The Democracy, Human Rights, and Governance Reference Sheet is an introduction to DRG programming at USAID. It describes common challenges and approaches, examples of USAID programming, and opportunities for integration between democratic governance and biodiversity. The Democracy, Human Rights, and Governance and Biodiversity Conservation Linkages provides examples of how and where USAID has advanced DRG objectives—such as participation, inclusion, transparency, and accountability.

  • The 39 community governed wildlife conservancies that comprise Kenya’s Northern Rangelands Trust have reduced the number of elephants killed for ivory by 96 percent since 2012 and reduced conflicts among 18 ethnic groups in the area by an estimated 50 percent.

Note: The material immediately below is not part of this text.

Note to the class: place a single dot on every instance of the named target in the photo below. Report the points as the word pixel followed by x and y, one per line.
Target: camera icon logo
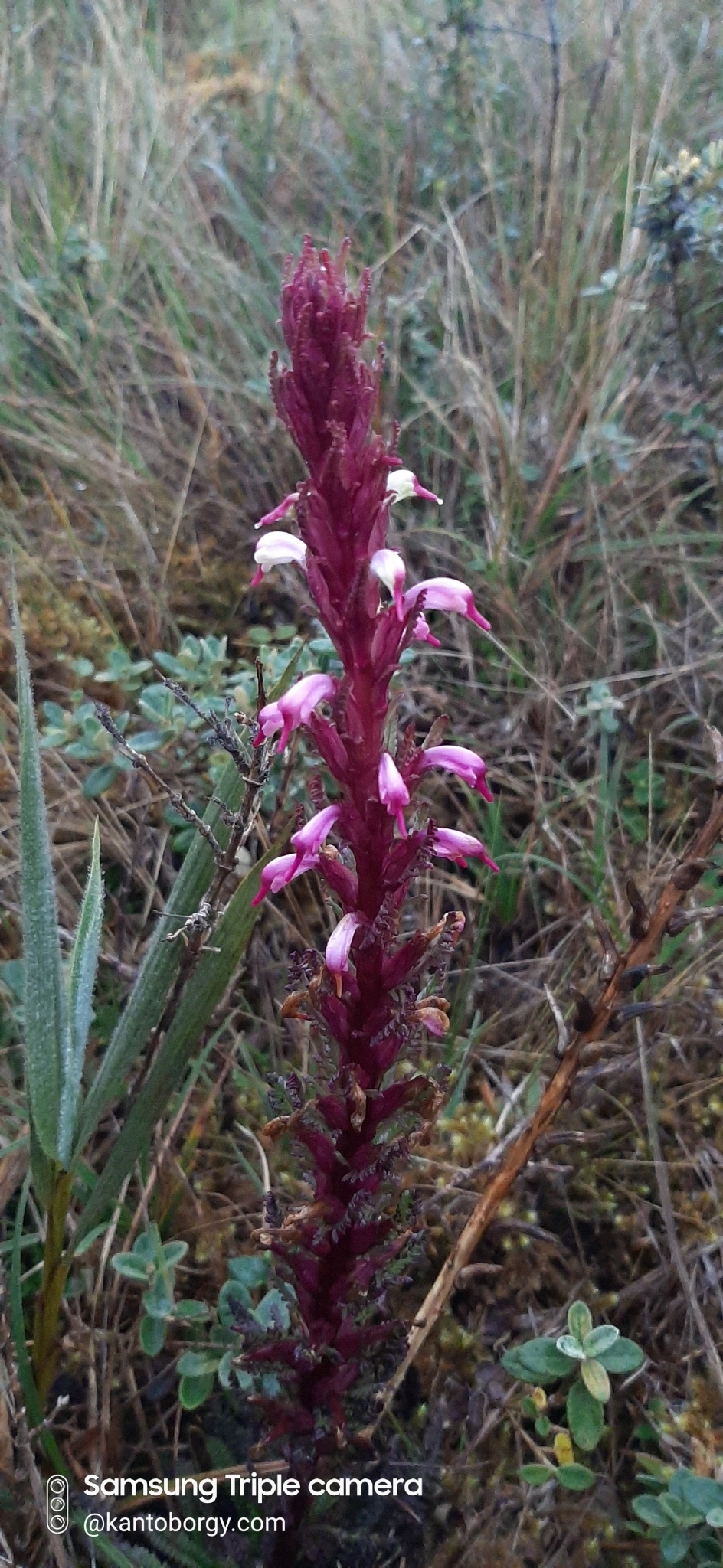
pixel 57 1504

  • Working with community forest user groups on integrated ecosystem and community climate adaptation approaches in Nepal, the Hariyo Ban project used interventions that built both ecosystem resilience and community resilience. Interventions included a special focus on empowering women and marginalized people, enabling them to participate effectively in the process, and adapt to change.
  • Guatemala’s Mayan Biosphere borders Mexico and Belize, making it a desirable location for pilfering ancient artifacts, illegal logging, and wildlife trafficking. Through a partnership between civil society and the judicial system, USAID/Guatemala’s Security and Justice Sector Reform project has trained 500 park rangers on environmental crime topics, reduced dismissals of environmental crime complaints, and contributed to the creation of environmental courts to help combat environmental crimes in the biosphere.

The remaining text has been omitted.